Get your kicks on route sixty-six.

It winds from Chicago to LA,

The Warblettes: (Singing)

To LA

JAsper T. Jowls: (Singing)

More than two thousand miles all the way.

Warblettes: (Singing)

Along the way

Jasper T. Jowls: (Singing)

Get your kicks on route sixty-six.

Now you go through Saint Looey

Joplin, Missouri,

The Warblettes: (Singing)

And Oklahoma City looks mighty pretty.

Chuck E. Cheese:

As long as we’re driving uh- does anyone here have a license?

Jasper T. Jowls:

I do! Of course it’s my dog license haha.

Jasper T. Jowls: (Singing)

Won’t you get into this timely tip

When you make that California trip

Get your kicks on route sixty-six.

Weeeeeell

Now you go through Saint Looey

Joplin, Missouri,

The Warblettes: (Singing)

And Oklahoma City looks ooo so pretty!

Jasper T. Jowls:

Woof, woof, woof, hi!

Chuck E. Cheese:

Everybody got their seatbelts on?

Pasqually:

That’s right Chuck E!

Mr.
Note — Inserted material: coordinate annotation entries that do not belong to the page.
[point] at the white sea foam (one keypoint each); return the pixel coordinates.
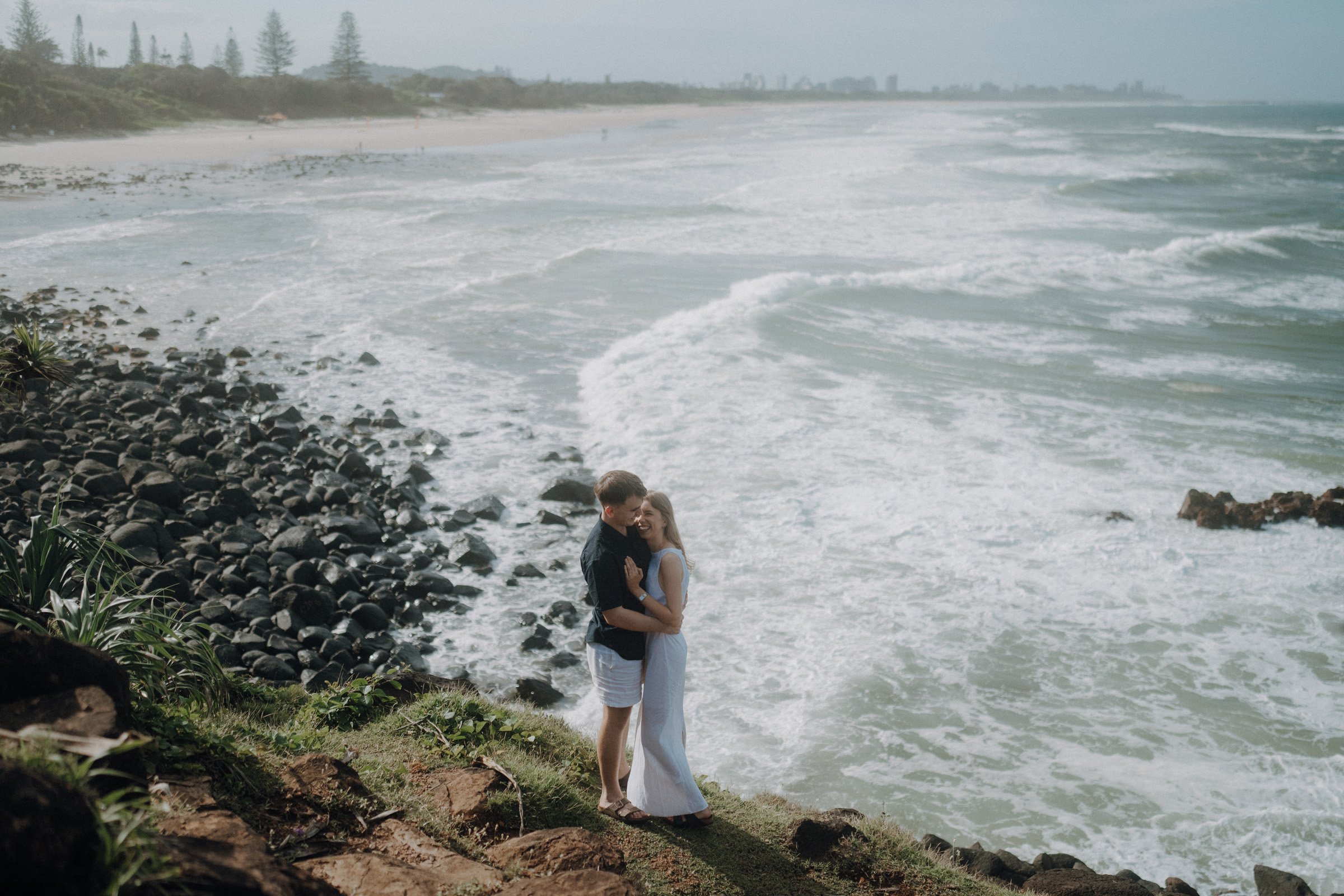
(1250, 132)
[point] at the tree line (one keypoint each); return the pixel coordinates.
(276, 48)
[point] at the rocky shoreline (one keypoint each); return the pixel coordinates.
(308, 559)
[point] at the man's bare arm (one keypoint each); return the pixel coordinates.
(632, 621)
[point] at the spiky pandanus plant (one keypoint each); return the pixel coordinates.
(76, 586)
(25, 356)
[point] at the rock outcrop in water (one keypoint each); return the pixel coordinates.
(1224, 512)
(1065, 875)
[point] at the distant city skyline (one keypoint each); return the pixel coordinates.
(1202, 49)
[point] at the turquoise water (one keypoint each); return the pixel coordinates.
(894, 365)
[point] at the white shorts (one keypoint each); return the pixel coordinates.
(616, 679)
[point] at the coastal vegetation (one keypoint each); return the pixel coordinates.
(45, 90)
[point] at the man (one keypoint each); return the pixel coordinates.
(617, 629)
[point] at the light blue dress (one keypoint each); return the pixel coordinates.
(660, 776)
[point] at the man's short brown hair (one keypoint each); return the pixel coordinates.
(619, 487)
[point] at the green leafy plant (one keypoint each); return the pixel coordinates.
(469, 727)
(163, 654)
(124, 856)
(292, 742)
(26, 356)
(351, 704)
(183, 740)
(55, 558)
(74, 585)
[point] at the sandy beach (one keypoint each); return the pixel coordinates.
(237, 142)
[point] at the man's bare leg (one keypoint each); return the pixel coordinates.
(626, 763)
(610, 752)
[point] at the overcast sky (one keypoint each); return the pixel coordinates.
(1201, 49)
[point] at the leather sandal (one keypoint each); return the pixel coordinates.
(626, 810)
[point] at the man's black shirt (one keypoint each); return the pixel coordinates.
(603, 562)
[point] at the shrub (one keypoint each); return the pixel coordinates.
(124, 857)
(354, 703)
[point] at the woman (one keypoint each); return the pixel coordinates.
(660, 777)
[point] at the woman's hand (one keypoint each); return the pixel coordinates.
(632, 577)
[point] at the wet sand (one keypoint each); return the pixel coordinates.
(236, 142)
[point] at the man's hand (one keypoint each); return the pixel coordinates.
(632, 577)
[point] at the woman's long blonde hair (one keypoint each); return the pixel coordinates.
(663, 506)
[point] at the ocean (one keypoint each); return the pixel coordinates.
(894, 365)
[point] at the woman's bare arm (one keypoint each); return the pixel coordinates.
(632, 581)
(670, 580)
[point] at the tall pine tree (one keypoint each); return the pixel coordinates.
(233, 57)
(136, 55)
(77, 52)
(30, 36)
(347, 58)
(274, 48)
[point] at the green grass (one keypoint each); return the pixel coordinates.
(740, 855)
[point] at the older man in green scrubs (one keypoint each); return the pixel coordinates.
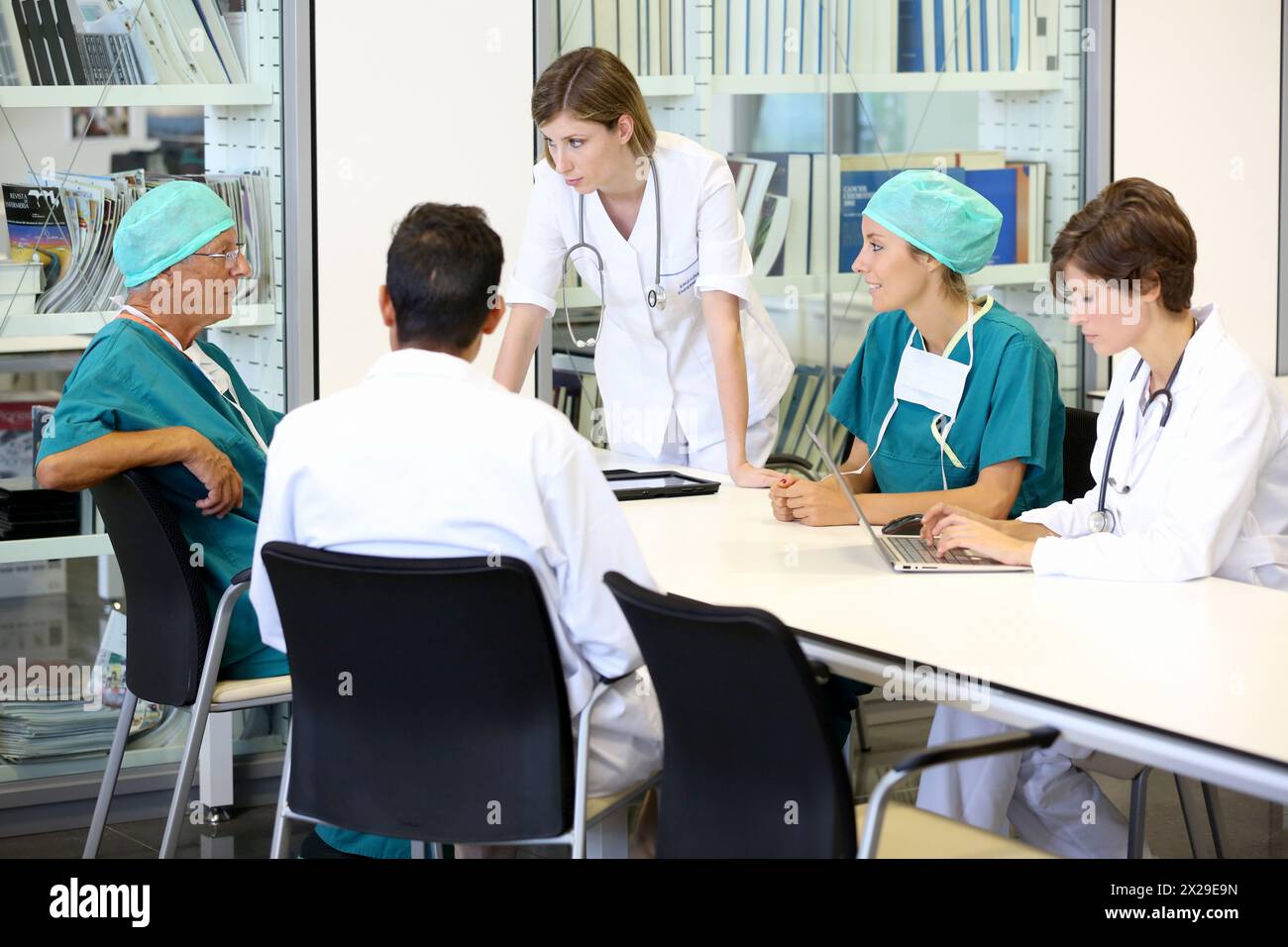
(147, 393)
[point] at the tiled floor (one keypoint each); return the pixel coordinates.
(1250, 828)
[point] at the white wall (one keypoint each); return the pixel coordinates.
(1197, 110)
(434, 110)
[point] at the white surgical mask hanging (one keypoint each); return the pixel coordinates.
(935, 382)
(214, 372)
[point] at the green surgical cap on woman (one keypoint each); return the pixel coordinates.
(939, 215)
(168, 223)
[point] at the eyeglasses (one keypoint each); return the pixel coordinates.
(231, 257)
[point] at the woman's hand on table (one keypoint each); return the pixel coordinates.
(798, 500)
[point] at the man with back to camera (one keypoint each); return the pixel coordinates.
(533, 489)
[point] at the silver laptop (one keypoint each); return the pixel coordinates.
(911, 553)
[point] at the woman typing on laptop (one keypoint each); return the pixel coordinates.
(949, 398)
(1192, 479)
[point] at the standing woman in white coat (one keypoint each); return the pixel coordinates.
(690, 367)
(1192, 479)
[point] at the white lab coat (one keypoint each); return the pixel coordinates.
(655, 368)
(430, 458)
(1212, 499)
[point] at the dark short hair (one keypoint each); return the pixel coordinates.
(443, 270)
(1132, 230)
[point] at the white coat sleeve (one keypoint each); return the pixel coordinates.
(536, 273)
(591, 538)
(724, 261)
(1210, 488)
(1065, 518)
(275, 523)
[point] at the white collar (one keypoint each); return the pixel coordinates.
(413, 361)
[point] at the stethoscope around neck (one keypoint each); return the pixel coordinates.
(655, 298)
(1104, 519)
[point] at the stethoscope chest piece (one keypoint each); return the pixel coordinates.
(1102, 521)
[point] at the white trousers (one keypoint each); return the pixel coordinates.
(1052, 804)
(761, 438)
(625, 736)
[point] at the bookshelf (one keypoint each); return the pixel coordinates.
(863, 82)
(93, 95)
(248, 125)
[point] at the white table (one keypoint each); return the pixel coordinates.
(1188, 677)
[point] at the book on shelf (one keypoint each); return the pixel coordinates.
(68, 223)
(1044, 35)
(884, 37)
(121, 42)
(649, 37)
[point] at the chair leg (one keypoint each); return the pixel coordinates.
(187, 770)
(1136, 819)
(281, 825)
(1210, 800)
(1186, 815)
(110, 774)
(863, 728)
(609, 836)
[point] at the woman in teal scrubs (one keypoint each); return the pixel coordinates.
(949, 398)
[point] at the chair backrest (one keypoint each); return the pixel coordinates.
(429, 696)
(751, 770)
(1080, 440)
(168, 613)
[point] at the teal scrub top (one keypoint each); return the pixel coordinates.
(1010, 410)
(132, 377)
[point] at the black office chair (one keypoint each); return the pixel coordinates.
(175, 648)
(1080, 440)
(429, 702)
(751, 771)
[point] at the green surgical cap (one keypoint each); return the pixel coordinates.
(165, 226)
(940, 215)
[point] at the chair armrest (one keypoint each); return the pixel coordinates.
(961, 750)
(938, 755)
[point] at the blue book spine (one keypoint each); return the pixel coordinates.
(999, 187)
(857, 189)
(911, 55)
(939, 35)
(782, 42)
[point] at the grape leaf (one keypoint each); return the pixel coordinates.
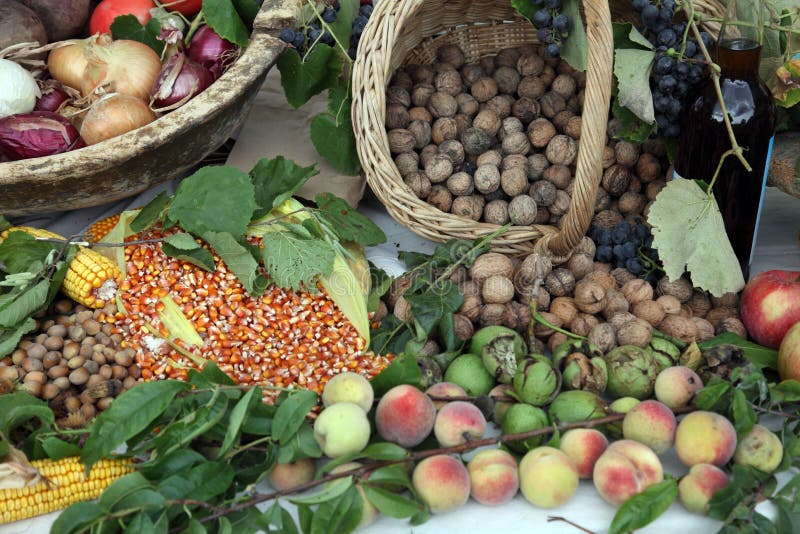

Munch & Helen Henny:

Yeah Chuck E!

Chuck E. Cheese:

Then let’s put the petal to the metal!

All: (Singing)

Will you get into this timely tip

When you make that California trip

Jasper T. Jowls: (Singing)

Get your kicks

Pasqually: (Singing)

On Route 66

Mr. Munch: (Singing)

Get your kicks

Helen Henny: (Singing)

On Route 66, bagaw

The Warblettes (Singing)

Get your kicks

Chuck E. Cheese: (Singing)

On Route 66

Jasper T. Jowls: (Singing)

Get your kicks

All: (Singing)

On Route 66!

Chuck E. Cheese:

Don’t go away folks, at the rate we’re going we’ll be back for more fun and music in just a little while! See ya then.